Fernando Zunzuneguipdf Why should we keep the stock markets open

Why stock markets don´t close when we are going through a health crisis without precedent

In this moment, when we are confined and companies close their doors, some people may wonder why stock exchanges don’t close. Confinement feeling is affecting markets. Volatility increases and historic drops happen. In this situation stock markets could close and reopen when emotions were calmed.

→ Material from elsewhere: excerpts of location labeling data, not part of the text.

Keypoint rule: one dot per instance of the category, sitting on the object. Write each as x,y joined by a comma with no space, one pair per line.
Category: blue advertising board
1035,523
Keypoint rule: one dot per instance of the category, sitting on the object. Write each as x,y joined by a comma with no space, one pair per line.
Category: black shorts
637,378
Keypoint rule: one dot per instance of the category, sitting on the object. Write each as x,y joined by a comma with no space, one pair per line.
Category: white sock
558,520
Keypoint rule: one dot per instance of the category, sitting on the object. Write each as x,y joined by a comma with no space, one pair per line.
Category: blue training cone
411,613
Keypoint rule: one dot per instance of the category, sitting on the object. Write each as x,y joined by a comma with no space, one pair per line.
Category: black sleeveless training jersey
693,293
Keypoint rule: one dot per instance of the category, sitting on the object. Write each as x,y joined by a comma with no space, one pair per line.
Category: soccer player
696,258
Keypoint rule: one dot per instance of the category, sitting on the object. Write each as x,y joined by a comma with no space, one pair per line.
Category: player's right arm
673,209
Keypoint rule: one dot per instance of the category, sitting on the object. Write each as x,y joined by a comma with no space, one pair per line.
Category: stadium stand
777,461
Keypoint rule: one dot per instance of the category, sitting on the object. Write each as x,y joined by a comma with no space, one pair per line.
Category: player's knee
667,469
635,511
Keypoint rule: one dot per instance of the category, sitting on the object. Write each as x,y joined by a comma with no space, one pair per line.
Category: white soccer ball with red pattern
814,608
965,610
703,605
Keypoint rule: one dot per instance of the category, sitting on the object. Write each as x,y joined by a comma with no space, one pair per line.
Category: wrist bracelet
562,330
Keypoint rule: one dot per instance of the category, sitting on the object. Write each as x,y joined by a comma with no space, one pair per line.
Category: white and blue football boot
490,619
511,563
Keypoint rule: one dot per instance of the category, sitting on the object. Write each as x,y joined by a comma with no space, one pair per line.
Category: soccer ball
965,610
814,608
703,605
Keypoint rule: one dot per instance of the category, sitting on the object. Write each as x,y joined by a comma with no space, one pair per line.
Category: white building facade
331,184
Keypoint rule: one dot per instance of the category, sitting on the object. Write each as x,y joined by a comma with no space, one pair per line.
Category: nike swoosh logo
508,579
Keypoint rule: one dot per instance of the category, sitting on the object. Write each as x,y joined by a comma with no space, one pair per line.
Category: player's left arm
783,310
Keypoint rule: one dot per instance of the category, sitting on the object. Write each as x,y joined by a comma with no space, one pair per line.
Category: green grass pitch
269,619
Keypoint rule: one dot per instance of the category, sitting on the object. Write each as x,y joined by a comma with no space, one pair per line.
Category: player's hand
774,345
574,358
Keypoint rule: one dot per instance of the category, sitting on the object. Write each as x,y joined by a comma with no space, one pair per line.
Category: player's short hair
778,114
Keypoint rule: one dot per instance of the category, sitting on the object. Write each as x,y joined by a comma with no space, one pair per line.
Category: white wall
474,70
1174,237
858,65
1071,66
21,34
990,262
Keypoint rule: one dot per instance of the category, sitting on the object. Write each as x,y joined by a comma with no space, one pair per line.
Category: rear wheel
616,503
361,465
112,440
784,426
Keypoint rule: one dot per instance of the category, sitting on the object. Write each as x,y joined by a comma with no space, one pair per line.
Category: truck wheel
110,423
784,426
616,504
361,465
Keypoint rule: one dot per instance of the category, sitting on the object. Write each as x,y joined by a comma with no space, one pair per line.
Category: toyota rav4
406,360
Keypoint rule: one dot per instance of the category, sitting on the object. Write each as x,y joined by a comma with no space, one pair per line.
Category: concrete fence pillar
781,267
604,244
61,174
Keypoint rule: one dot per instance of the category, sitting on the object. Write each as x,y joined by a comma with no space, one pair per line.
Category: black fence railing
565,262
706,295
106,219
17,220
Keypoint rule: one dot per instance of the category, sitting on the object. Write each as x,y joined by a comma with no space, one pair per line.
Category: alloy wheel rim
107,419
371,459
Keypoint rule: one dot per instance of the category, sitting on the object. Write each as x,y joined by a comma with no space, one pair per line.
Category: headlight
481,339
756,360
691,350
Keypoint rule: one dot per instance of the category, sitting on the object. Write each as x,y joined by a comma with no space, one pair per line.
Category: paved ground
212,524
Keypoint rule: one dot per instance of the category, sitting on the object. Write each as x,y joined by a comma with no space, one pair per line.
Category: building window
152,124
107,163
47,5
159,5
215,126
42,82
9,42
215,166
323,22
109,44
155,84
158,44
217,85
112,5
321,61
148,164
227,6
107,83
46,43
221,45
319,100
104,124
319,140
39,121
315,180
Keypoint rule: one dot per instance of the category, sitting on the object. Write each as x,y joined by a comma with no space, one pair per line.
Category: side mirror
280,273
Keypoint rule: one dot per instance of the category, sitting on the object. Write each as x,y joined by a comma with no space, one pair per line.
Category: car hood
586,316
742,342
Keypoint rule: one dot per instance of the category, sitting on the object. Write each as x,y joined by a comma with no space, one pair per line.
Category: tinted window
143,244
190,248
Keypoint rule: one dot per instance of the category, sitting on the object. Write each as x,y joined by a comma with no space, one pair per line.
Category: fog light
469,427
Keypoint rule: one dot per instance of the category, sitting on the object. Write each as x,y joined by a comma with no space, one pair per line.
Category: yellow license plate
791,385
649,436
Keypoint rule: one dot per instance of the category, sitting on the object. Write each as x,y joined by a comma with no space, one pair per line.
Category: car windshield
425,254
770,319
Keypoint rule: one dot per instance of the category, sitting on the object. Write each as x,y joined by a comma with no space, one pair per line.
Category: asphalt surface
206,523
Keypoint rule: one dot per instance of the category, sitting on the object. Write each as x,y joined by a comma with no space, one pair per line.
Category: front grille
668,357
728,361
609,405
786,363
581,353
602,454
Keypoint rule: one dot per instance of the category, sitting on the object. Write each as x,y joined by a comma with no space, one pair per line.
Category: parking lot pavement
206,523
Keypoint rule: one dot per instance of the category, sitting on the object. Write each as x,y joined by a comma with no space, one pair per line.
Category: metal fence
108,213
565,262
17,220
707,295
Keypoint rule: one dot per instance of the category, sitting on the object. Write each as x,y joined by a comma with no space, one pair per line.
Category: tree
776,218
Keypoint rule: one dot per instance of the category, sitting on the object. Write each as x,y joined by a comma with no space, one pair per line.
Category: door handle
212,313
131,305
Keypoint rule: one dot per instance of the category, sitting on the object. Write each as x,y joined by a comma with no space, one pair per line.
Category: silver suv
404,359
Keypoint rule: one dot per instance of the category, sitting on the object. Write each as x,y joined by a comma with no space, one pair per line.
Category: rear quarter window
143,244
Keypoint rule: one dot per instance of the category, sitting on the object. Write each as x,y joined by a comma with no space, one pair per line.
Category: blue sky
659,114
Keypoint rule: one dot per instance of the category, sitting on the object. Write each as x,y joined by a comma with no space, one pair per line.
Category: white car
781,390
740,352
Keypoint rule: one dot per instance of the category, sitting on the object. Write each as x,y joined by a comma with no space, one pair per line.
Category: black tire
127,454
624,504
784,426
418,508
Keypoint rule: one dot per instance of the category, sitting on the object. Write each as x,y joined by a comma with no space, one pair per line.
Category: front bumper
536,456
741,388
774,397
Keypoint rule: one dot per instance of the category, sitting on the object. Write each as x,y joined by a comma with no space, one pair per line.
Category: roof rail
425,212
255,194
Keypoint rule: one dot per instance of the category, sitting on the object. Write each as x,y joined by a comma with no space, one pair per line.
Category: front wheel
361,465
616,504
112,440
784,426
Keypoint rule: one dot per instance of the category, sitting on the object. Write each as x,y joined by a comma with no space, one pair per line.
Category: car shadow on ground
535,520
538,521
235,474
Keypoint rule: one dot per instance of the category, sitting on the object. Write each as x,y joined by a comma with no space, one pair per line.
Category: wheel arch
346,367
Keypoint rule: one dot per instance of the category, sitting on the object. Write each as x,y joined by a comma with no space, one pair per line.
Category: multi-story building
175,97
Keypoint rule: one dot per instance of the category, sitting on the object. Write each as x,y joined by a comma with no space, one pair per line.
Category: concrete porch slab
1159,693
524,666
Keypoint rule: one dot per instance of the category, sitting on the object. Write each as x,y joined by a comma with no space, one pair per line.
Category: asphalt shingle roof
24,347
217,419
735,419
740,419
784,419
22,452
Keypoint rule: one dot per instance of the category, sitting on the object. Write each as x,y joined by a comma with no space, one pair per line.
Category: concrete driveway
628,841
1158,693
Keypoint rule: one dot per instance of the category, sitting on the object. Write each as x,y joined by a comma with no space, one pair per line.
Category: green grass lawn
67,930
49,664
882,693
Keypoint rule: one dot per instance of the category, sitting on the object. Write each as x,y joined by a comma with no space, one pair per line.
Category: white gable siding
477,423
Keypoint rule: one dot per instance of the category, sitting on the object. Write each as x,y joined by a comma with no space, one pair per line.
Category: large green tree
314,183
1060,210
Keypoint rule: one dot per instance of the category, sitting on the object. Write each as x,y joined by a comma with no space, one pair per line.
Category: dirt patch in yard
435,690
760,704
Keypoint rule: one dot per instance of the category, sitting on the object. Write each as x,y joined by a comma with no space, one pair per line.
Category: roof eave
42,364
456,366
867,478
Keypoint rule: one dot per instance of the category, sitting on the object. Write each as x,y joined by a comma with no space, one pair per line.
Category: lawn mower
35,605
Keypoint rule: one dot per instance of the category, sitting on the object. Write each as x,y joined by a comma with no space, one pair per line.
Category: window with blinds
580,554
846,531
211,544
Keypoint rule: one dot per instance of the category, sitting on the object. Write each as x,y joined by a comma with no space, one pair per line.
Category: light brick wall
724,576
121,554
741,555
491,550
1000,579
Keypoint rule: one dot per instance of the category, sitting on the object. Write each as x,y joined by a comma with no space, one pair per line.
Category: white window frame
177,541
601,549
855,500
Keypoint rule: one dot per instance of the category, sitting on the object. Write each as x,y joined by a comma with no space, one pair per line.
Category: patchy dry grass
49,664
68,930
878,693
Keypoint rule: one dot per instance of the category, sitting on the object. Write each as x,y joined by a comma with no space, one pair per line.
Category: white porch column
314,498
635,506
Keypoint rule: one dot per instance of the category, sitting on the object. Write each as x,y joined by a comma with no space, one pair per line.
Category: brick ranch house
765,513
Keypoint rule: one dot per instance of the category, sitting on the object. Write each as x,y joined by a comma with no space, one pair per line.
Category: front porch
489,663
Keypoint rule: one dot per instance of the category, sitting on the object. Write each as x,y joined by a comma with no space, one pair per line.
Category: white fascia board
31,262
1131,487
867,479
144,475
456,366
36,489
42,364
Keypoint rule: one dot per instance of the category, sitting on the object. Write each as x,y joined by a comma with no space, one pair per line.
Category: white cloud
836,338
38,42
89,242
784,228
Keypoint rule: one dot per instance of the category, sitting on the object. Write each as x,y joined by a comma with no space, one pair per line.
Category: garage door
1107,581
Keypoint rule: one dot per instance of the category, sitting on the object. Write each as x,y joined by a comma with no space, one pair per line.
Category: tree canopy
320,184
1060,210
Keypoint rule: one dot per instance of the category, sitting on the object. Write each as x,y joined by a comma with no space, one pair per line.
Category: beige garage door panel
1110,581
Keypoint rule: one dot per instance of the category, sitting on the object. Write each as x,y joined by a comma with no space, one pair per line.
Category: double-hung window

According to those, stock markets have lost their price setting capacity. They are no longer doing their function. But the truth is that the function of stock markets is to give transparency and liquidity. Price setting is the result of trading. Investors in stock market know that they may earn or lose, but with access to liquidity in case they want to sell, which means to make money for their shares. Stock exchanges ensure liquidity.

Stock markets closing would deprive of liquidity the ones who need it most now. Financial aids are promised, but the truth is that, at the end of the month, households may have lost their jobs or self-employed may no longer perceive what was expected while having to meet their commitments. Mortgage or rent payments don’t spare, neither wait gas, electricity and phone bills. Stock exchanges need to be open to meet their function of offering liquidity to investors.

Furthermore, stock markets closing would deprive of Net Asset Value investment or pension funds units that channel household savings. Without NAV, redemptions would be blocked. In absence of liquidity caused by stock exchange closing and blocking of units, leaks of deposits may occur, with risk of frozen bank accounts.

Stock markets don’t close in times of crisis. They close because of terrorist attacks, fires or natural disasters. They close because of world wars. But stock markets don’t close because of economic crisis, neither because of the pandemics that cause them. What may justify a closing of markets would be the risk to the health of their employees.

But nowadays stock exchanges are electronic markets, dematerialized trading systems which operate in distance. Social isolation that prevents the virus spread prevails. Hence, there is no health reasons that may justify stock markets closing. This is about banning to trade in moments of panic and thus avoid unscrupulous investors to take advantage.

However, stock markets have protection mechanisms for such circumstances. First of all is the ban of short-selling, that is, bets on falling stock values. Securities and Markets Authorities are banning them already.

Other protection is offered by temporary suspension of trading in stock values that fall beyond a percentage. These suspensions offer investors a period of reflection for thinking twice before trading in moments of panic. Main protection comes from investors themselves, who decide not to sell when stock prices crash. Investors don’t lose their capital because of a one-day-drop in stock markets, but by selling their securities. They can maintain their position and wait until it clears up.

In moments of capsize and bad weather we cannot turn off the lighthouse that orient us towards harbour. Stock exchanges act as a thermometer of the economic situation. They orient economic decisions. Let’s keep stock markets open.